The Guru of 3D published a review on the AMD A10-7850K Kaveri APU
A quote from the article:
After our A8 review at launch day we still owed you guys a test on the A10 APU from AMD. So yeah, let's review the AMD 10-7850 APU from AMD. This APU is based on AMD's new Kaveri architecture bringing the CPU and the GPU even closer together as the two "segments" now really have been merged into the die. Kaveri will aim at several segments in the processor business like notebooks, desktops, embedded and even server solutions. Armed bit a whopping 2.41 Billion transistors and based on a 28nm fabrication process, today we look at the mainstream Kaveri APU, the AMD A8-7600. Now in this review we'll focus on the desktop APUs and within this segment AMD initially will release three processors.
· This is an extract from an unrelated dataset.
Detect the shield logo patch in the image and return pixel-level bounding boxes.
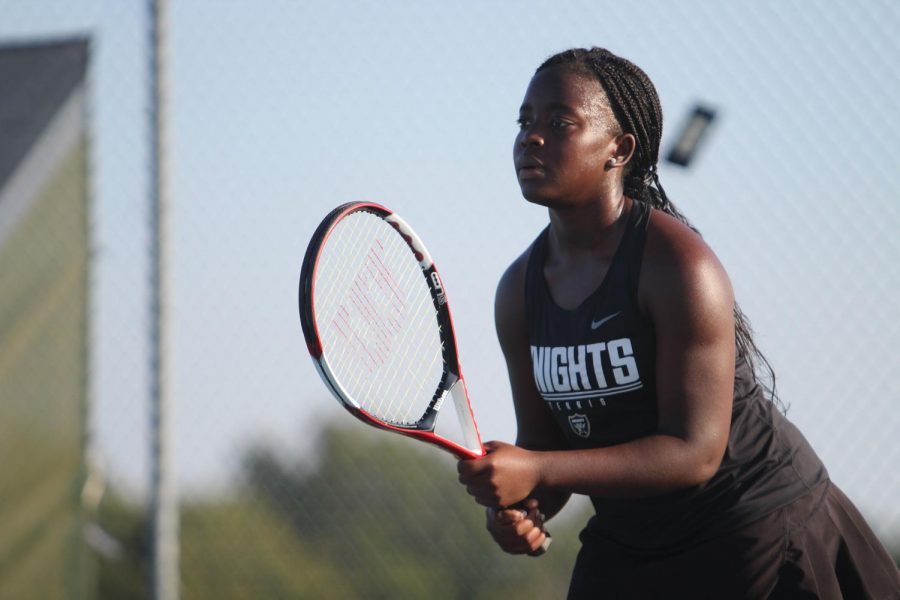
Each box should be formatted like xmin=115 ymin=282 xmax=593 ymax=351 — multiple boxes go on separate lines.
xmin=569 ymin=413 xmax=591 ymax=438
In the A10 (fastest) lineup you will see the A10-7700K and A10-7850K chips. In the A8 series we'll see one product launch initially, the A8-7600. AMD A10-7000 series APUs each have have 4 Steamroller CPU cores tied to a unified 4 MB L2 cache and will carry a 95, 65 or 45 Watt Thermal Design Power.AMD A10-7850K Kaveri APU Review @ Guru3D
With improved performance levels the APUs now can be considered a more mainstream product, you'll notice a decent speed improvement on the processor side and a significant increase on the GPU side of the APU. The big distinction here is that the CPU and GPU really have been merged, sharing the very same memory pool and they can address each other; making this a much more efficient design compared to previous architectures. Combined together, they offer a nice amount of processor performance, especially with OpenCL and GPU assisted applications. Yeah that hybrid symbiosis called APU remains hard to beat in terms of features performance. Kaveri APUs offer up to 12 compute cores in total (AMD adds 4 x CPU cores to 8 x GPU cores to get to this figure). The new chips also include AMD's TrueAudio technology and thus come with an integrated DSP.